Eleanor giggled. “You two have been practically married since you got together. Of course I am okay with it.” She stood alongside him and held out the fish. “What now?”
Thank the seas. He let out a long breath in relief before returning to the task of feeding his family, one he was so grateful to have.
Lance shuffled the knife into the hand that held his fish so one was free.
He upturned his palm, and a spiral of water spun from it, filling the air with the scent of sea salt.
The water quickly formed a hovering, shifting orb.
The Merman pushed his fish into it. He took the trout from Eleanor’s outstretched hand and did the same with hers.
“What does that do?” Eleanor asked, her eyes following the slowly tumbling trout in the water orb.
“Cleans it. The salt will add a little flavour too. It saves us the chore of washing them in the river.” Lance conjured another two water orbs for them to wash their hands in, ridding their skin of the smell of fish and tiny flecks of transparent scale.
“Salt is good, it cleans. I remember your mother used hot, salted water to clean my wound when she first found me.” Lance heard excitable chirps, and turned to the direction of the reeds. “Did you hear that?”
Eleanor closed her eyes and her ears twitched. “I can hear squeaking, squealing maybe?”
Lance grinned down at her. “I think some River Folk have come to visit us. They are enjoying the scraps we tossed into the river.” They stepped back over to the riverbank and peered over.

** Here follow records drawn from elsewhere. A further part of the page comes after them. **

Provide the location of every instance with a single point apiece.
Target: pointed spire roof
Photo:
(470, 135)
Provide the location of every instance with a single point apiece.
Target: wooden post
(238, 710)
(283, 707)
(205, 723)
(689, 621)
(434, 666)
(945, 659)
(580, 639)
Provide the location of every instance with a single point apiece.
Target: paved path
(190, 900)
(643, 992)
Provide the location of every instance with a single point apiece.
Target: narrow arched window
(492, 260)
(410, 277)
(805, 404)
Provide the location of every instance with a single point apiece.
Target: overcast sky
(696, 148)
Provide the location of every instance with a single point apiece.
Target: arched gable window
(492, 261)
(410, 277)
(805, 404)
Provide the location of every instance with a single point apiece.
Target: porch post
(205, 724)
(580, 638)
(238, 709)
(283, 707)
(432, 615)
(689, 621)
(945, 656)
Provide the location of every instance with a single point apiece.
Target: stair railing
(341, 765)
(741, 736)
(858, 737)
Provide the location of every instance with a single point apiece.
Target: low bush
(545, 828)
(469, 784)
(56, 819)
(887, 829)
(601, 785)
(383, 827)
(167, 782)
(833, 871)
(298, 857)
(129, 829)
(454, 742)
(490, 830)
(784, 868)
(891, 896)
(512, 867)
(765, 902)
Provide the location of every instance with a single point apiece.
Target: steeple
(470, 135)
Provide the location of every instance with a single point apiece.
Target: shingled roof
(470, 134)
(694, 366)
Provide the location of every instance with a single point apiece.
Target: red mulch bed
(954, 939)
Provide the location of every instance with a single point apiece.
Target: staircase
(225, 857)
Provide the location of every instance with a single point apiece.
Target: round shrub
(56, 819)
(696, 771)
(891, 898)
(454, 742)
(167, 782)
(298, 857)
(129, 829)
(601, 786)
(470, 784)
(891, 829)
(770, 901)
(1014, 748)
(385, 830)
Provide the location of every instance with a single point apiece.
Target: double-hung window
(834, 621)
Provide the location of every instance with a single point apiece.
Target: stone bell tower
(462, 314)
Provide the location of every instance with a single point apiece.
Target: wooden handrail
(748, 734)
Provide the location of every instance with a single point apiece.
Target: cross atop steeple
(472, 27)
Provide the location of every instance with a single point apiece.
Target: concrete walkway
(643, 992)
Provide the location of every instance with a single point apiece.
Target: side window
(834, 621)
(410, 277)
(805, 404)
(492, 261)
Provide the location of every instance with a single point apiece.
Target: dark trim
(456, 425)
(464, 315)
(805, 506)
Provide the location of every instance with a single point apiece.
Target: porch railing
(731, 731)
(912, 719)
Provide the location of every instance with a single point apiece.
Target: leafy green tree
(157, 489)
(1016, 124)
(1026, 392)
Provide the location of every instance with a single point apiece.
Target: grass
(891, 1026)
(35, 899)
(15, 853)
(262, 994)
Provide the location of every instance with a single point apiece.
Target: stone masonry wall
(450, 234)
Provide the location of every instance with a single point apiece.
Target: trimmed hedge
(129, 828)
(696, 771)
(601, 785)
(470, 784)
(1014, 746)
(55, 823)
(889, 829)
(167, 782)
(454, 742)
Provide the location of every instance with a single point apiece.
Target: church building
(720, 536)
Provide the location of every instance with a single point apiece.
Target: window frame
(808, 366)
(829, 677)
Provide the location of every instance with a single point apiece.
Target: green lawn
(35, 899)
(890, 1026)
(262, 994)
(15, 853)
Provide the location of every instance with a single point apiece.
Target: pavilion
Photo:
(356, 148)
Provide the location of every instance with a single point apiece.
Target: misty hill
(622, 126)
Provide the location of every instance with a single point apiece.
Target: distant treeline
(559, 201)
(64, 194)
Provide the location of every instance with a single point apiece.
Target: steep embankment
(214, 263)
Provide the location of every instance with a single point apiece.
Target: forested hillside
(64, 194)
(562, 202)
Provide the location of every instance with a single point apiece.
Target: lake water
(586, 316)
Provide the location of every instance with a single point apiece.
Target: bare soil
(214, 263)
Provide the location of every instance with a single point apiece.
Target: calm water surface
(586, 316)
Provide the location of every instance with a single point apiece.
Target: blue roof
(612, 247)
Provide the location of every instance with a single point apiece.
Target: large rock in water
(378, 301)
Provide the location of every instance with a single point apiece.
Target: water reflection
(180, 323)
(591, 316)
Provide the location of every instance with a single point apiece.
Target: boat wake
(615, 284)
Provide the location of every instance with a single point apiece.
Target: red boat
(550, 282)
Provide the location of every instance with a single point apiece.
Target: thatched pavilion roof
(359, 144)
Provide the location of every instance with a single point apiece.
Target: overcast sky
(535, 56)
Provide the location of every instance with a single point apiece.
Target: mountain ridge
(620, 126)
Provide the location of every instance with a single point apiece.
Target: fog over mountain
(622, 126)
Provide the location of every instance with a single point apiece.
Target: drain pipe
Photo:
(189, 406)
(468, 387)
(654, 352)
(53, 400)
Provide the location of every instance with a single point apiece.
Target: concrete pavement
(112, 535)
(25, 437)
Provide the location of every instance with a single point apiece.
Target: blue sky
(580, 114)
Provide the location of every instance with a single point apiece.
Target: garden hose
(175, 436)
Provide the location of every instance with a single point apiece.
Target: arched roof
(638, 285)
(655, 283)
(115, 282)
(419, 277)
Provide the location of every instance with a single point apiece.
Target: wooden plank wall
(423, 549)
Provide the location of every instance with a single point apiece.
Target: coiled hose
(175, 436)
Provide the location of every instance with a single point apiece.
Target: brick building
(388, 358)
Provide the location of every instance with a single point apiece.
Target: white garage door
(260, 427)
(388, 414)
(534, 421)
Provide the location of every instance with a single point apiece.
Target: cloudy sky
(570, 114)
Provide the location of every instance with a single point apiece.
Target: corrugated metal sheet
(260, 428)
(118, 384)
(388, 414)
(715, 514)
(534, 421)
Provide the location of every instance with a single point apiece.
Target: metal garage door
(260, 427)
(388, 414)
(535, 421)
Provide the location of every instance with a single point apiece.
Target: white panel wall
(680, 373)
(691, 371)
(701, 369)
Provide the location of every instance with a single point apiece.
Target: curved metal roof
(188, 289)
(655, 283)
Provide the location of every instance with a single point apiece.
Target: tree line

Sure enough, five long, fat otters feasted on the entrails they had discarded into the reeds minutes before.
Each was fluffy and brown, their faces and paws a dull gold.
The Merman could vaguely understand them, their language not so different from the language of the sea otters he knew.
He emitted a high-pitched squeak in acknowledgement of them thanking him for the meal.
Eleanor’s ears flicked again. “You can understand them? I heard that noise. I don’t think I would have heard it before… this.” She gestured vaguely to her body.
“I can, a little,” he said. “Sea otters live on the Selkie Islets. Their language is not so different.”
“You mentioned that place before.” Eleanor tracked the otters in the reeds. “What’s it like?”